A cela, il faut bien sûr ajouter la prise en compte de l’économie de marché par les politiques culturelles. Historiquement réticentes à considérer les industries culturelles dans leur dimension artistique, les acteurs des politiques publiques de la culture se les sont appropriées, initialement pour les réguler, ensuite pour favoriser l’économie, l’emploi, l’attractivité ou le tourisme, enfin pour tenter de bénéficier de leur « soft power ». Peu à peu, les industries de contenus sont donc apparues comme une dimension centrale des politiques culturelles.
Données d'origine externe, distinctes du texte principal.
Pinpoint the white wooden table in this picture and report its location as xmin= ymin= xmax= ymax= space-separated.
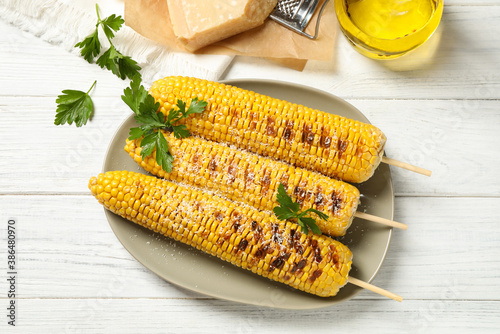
xmin=0 ymin=0 xmax=500 ymax=333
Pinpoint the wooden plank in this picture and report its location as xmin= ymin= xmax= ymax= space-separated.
xmin=226 ymin=6 xmax=500 ymax=99
xmin=0 ymin=299 xmax=500 ymax=334
xmin=0 ymin=96 xmax=500 ymax=196
xmin=0 ymin=195 xmax=500 ymax=300
xmin=0 ymin=6 xmax=500 ymax=99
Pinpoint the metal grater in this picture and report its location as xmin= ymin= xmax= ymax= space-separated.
xmin=270 ymin=0 xmax=328 ymax=39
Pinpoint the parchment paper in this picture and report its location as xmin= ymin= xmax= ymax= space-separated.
xmin=125 ymin=0 xmax=337 ymax=70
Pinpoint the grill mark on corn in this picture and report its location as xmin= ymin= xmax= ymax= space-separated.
xmin=126 ymin=110 xmax=359 ymax=236
xmin=91 ymin=172 xmax=350 ymax=296
xmin=330 ymin=191 xmax=342 ymax=214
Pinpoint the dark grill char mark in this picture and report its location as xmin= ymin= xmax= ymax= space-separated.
xmin=283 ymin=121 xmax=294 ymax=144
xmin=319 ymin=136 xmax=332 ymax=148
xmin=252 ymin=220 xmax=262 ymax=242
xmin=237 ymin=239 xmax=248 ymax=251
xmin=271 ymin=224 xmax=283 ymax=245
xmin=314 ymin=189 xmax=325 ymax=211
xmin=329 ymin=245 xmax=340 ymax=269
xmin=337 ymin=139 xmax=349 ymax=157
xmin=290 ymin=259 xmax=307 ymax=274
xmin=331 ymin=192 xmax=342 ymax=214
xmin=302 ymin=124 xmax=314 ymax=144
xmin=266 ymin=116 xmax=276 ymax=137
xmin=311 ymin=239 xmax=323 ymax=263
xmin=269 ymin=253 xmax=290 ymax=271
xmin=309 ymin=269 xmax=323 ymax=283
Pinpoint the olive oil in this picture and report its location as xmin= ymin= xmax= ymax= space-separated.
xmin=335 ymin=0 xmax=443 ymax=59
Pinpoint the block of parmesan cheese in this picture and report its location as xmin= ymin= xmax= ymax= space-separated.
xmin=167 ymin=0 xmax=278 ymax=51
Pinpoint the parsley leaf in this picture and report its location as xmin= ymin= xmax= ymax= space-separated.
xmin=273 ymin=183 xmax=328 ymax=234
xmin=122 ymin=75 xmax=207 ymax=173
xmin=122 ymin=75 xmax=148 ymax=113
xmin=54 ymin=81 xmax=97 ymax=127
xmin=75 ymin=4 xmax=141 ymax=79
xmin=97 ymin=10 xmax=125 ymax=38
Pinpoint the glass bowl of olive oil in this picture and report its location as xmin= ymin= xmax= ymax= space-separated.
xmin=335 ymin=0 xmax=443 ymax=59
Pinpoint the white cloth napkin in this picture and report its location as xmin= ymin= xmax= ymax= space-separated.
xmin=0 ymin=0 xmax=233 ymax=84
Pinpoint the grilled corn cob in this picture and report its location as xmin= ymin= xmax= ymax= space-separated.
xmin=150 ymin=77 xmax=386 ymax=183
xmin=89 ymin=171 xmax=352 ymax=297
xmin=125 ymin=132 xmax=359 ymax=236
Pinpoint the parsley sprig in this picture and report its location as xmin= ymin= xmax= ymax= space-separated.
xmin=122 ymin=76 xmax=207 ymax=173
xmin=75 ymin=4 xmax=141 ymax=79
xmin=273 ymin=183 xmax=328 ymax=234
xmin=54 ymin=80 xmax=97 ymax=127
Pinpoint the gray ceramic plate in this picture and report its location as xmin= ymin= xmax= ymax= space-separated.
xmin=103 ymin=79 xmax=394 ymax=309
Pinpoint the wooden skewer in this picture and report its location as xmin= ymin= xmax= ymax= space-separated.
xmin=354 ymin=211 xmax=408 ymax=230
xmin=347 ymin=276 xmax=403 ymax=302
xmin=382 ymin=156 xmax=432 ymax=176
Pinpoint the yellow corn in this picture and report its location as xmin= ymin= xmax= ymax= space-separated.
xmin=150 ymin=77 xmax=386 ymax=183
xmin=89 ymin=171 xmax=352 ymax=297
xmin=125 ymin=132 xmax=359 ymax=236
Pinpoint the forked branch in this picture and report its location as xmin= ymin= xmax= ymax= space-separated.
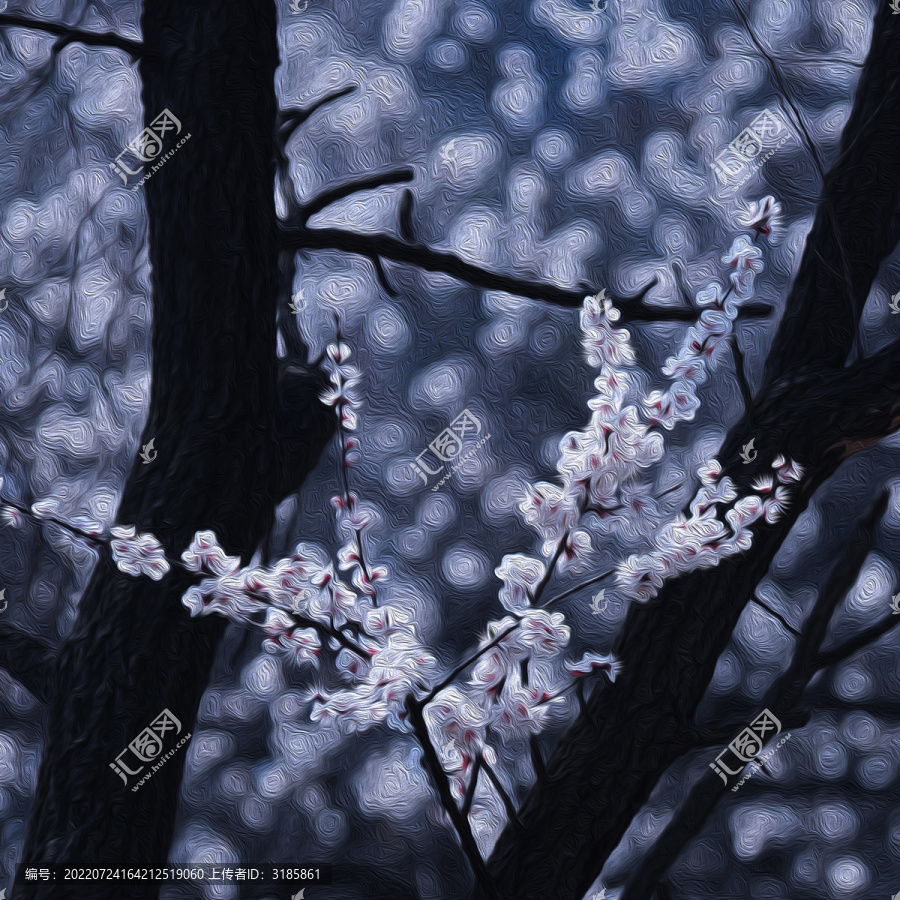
xmin=0 ymin=14 xmax=144 ymax=59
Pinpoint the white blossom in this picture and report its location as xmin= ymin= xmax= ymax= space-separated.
xmin=494 ymin=553 xmax=547 ymax=612
xmin=110 ymin=525 xmax=170 ymax=581
xmin=566 ymin=653 xmax=622 ymax=681
xmin=738 ymin=196 xmax=782 ymax=244
xmin=181 ymin=531 xmax=241 ymax=575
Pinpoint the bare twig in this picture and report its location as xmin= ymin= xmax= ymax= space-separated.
xmin=728 ymin=332 xmax=753 ymax=410
xmin=406 ymin=694 xmax=501 ymax=900
xmin=0 ymin=15 xmax=144 ymax=59
xmin=397 ymin=188 xmax=416 ymax=244
xmin=371 ymin=256 xmax=397 ymax=297
xmin=462 ymin=753 xmax=483 ymax=818
xmin=481 ymin=758 xmax=522 ymax=828
xmin=275 ymin=84 xmax=357 ymax=147
xmin=542 ymin=569 xmax=616 ymax=609
xmin=750 ymin=594 xmax=800 ymax=637
xmin=672 ymin=261 xmax=694 ymax=306
xmin=528 ymin=734 xmax=547 ymax=778
xmin=294 ymin=169 xmax=416 ymax=225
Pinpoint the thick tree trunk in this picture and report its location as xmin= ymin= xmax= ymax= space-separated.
xmin=13 ymin=0 xmax=328 ymax=900
xmin=474 ymin=7 xmax=900 ymax=900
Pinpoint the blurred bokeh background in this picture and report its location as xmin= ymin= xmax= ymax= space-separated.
xmin=0 ymin=0 xmax=900 ymax=900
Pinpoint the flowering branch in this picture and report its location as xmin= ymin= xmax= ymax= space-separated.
xmin=0 ymin=15 xmax=144 ymax=59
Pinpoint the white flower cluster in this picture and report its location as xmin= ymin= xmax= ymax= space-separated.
xmin=425 ymin=612 xmax=619 ymax=798
xmin=616 ymin=456 xmax=803 ymax=600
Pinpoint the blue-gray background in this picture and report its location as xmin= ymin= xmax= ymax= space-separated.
xmin=0 ymin=0 xmax=900 ymax=900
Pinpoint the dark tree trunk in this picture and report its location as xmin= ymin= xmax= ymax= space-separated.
xmin=475 ymin=6 xmax=900 ymax=900
xmin=13 ymin=0 xmax=328 ymax=900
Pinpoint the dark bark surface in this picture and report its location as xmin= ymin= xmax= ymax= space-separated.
xmin=474 ymin=7 xmax=900 ymax=900
xmin=13 ymin=0 xmax=328 ymax=900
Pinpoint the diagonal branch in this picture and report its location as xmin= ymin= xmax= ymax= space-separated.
xmin=813 ymin=614 xmax=900 ymax=671
xmin=620 ymin=491 xmax=889 ymax=900
xmin=763 ymin=4 xmax=900 ymax=383
xmin=281 ymin=225 xmax=772 ymax=323
xmin=0 ymin=623 xmax=57 ymax=704
xmin=275 ymin=84 xmax=357 ymax=148
xmin=406 ymin=694 xmax=499 ymax=900
xmin=0 ymin=15 xmax=144 ymax=59
xmin=296 ymin=169 xmax=416 ymax=225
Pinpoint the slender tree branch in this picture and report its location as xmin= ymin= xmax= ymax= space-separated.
xmin=763 ymin=4 xmax=900 ymax=384
xmin=750 ymin=594 xmax=800 ymax=637
xmin=528 ymin=734 xmax=547 ymax=779
xmin=621 ymin=491 xmax=888 ymax=900
xmin=462 ymin=753 xmax=482 ymax=819
xmin=813 ymin=614 xmax=900 ymax=671
xmin=0 ymin=14 xmax=144 ymax=59
xmin=420 ymin=622 xmax=519 ymax=706
xmin=406 ymin=694 xmax=500 ymax=900
xmin=275 ymin=84 xmax=357 ymax=148
xmin=672 ymin=260 xmax=694 ymax=307
xmin=292 ymin=169 xmax=416 ymax=225
xmin=728 ymin=333 xmax=753 ymax=410
xmin=542 ymin=569 xmax=616 ymax=609
xmin=397 ymin=188 xmax=416 ymax=244
xmin=481 ymin=759 xmax=522 ymax=828
xmin=0 ymin=622 xmax=57 ymax=704
xmin=370 ymin=256 xmax=397 ymax=297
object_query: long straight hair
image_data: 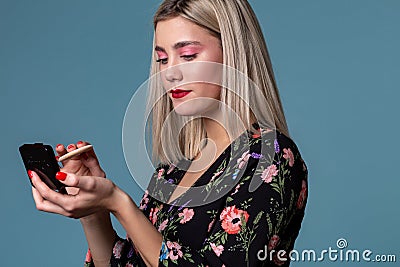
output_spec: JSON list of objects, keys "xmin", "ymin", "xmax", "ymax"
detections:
[{"xmin": 147, "ymin": 0, "xmax": 289, "ymax": 163}]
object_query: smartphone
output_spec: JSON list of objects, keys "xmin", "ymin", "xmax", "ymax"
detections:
[{"xmin": 19, "ymin": 143, "xmax": 67, "ymax": 194}]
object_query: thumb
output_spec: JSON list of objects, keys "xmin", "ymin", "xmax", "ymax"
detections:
[{"xmin": 56, "ymin": 172, "xmax": 95, "ymax": 193}]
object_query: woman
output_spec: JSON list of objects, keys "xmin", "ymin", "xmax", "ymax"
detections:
[{"xmin": 29, "ymin": 0, "xmax": 307, "ymax": 266}]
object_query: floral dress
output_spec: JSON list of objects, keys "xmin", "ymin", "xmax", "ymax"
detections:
[{"xmin": 85, "ymin": 128, "xmax": 308, "ymax": 267}]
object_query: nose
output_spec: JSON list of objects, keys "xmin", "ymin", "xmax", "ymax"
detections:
[{"xmin": 164, "ymin": 65, "xmax": 183, "ymax": 82}]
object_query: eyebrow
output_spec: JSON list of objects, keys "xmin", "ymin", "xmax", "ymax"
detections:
[{"xmin": 154, "ymin": 41, "xmax": 201, "ymax": 52}]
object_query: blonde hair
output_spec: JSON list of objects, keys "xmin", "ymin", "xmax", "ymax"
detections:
[{"xmin": 147, "ymin": 0, "xmax": 289, "ymax": 163}]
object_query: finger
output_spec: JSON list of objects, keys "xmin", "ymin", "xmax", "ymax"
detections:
[
  {"xmin": 60, "ymin": 144, "xmax": 80, "ymax": 162},
  {"xmin": 32, "ymin": 187, "xmax": 69, "ymax": 216},
  {"xmin": 67, "ymin": 144, "xmax": 76, "ymax": 152},
  {"xmin": 77, "ymin": 141, "xmax": 105, "ymax": 177},
  {"xmin": 31, "ymin": 171, "xmax": 72, "ymax": 206},
  {"xmin": 57, "ymin": 172, "xmax": 97, "ymax": 191},
  {"xmin": 76, "ymin": 140, "xmax": 91, "ymax": 148}
]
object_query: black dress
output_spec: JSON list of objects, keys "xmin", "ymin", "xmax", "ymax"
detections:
[{"xmin": 85, "ymin": 126, "xmax": 308, "ymax": 267}]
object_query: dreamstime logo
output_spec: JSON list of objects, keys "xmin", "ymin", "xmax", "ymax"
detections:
[
  {"xmin": 122, "ymin": 62, "xmax": 275, "ymax": 206},
  {"xmin": 257, "ymin": 238, "xmax": 396, "ymax": 262}
]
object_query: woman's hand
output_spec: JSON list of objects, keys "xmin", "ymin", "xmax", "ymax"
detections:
[
  {"xmin": 56, "ymin": 141, "xmax": 106, "ymax": 177},
  {"xmin": 30, "ymin": 171, "xmax": 123, "ymax": 219}
]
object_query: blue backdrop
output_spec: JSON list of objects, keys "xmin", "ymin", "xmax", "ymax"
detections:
[{"xmin": 0, "ymin": 0, "xmax": 400, "ymax": 267}]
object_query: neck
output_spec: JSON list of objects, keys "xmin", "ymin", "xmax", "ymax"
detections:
[{"xmin": 204, "ymin": 118, "xmax": 232, "ymax": 150}]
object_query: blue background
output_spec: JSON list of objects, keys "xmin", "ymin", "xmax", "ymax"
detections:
[{"xmin": 0, "ymin": 0, "xmax": 400, "ymax": 267}]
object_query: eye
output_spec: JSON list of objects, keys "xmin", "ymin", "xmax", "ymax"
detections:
[
  {"xmin": 156, "ymin": 58, "xmax": 168, "ymax": 65},
  {"xmin": 181, "ymin": 54, "xmax": 197, "ymax": 61}
]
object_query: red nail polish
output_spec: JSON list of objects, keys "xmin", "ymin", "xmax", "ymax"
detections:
[{"xmin": 56, "ymin": 172, "xmax": 67, "ymax": 181}]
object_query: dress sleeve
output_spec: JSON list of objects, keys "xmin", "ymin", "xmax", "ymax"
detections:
[
  {"xmin": 84, "ymin": 234, "xmax": 146, "ymax": 267},
  {"xmin": 159, "ymin": 136, "xmax": 307, "ymax": 267}
]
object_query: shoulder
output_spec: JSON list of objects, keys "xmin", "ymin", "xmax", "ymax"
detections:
[{"xmin": 250, "ymin": 128, "xmax": 307, "ymax": 174}]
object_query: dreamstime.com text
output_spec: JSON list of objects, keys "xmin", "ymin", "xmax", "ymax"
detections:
[{"xmin": 257, "ymin": 238, "xmax": 396, "ymax": 263}]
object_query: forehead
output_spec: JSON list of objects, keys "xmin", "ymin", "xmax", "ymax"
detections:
[{"xmin": 155, "ymin": 16, "xmax": 216, "ymax": 48}]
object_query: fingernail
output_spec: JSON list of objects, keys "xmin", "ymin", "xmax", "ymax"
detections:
[
  {"xmin": 56, "ymin": 172, "xmax": 67, "ymax": 181},
  {"xmin": 67, "ymin": 145, "xmax": 75, "ymax": 149}
]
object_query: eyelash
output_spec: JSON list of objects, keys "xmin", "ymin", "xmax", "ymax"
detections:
[{"xmin": 156, "ymin": 54, "xmax": 197, "ymax": 65}]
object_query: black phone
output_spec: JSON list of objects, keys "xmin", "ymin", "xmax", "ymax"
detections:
[{"xmin": 19, "ymin": 143, "xmax": 67, "ymax": 194}]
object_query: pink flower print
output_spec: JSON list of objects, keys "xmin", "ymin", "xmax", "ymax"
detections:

Par ailleurs, le numérique est venu, depuis la fin des années 1990, transformer radicalement sinon les politiques culturelles, du moins la culture. Les acteurs publics et privés ont dû s’adapter à cette nouvelle donne. Une part importante des travaux des chercheurs se situent désormais dans ce domaine.

Cet élargissement du concept de politique culturelle (Bennett, 2019), la prise en compte des industries culturelles, la formidable transition numérique en cours et la globalisation de la culture (Durrer, 2019b) ont donc contribué à l’extension des champs académiques de cette discipline qui, ancrée originellement dans les sciences sociales, se nourrit également ou s’étend désormais à la science politique,  l’économie, le droit, les « media studies », l’anthropologie ou même le management (Durrer/Miller/O’Brien, 2019). Peu à peu, et alors même que le monde de l’art et des artistes était en train de changer radicalement, la politique culturelle est devenue, tout en empruntant ses références aux autres sciences sociales, une discipline à part entière.

 

I – Des politiques culturelles nationales en mutation

 

A peine était-elle imaginée comme champ d’intervention, définie comme discipline ou rattachée à un secteur d’activité économique à part entière, la politique culturelle s’est donc trouvé affecté par des transformations aussi majeures que rapides. Avant même la grande « disruption » du numérique et d’Internet dans le secteur culturel, à partir de la fin des années 1990 (Martel, 2014), la culture a été transfigurée par le développement des industries culturelles et créatives, la mondialisation des contenus, le « soft power », alors même que de nombreuses études suggéraient déjà les « ratés » de ces jeunes politiques culturelles en terme de pratiques, de participation et d’éducation artistique.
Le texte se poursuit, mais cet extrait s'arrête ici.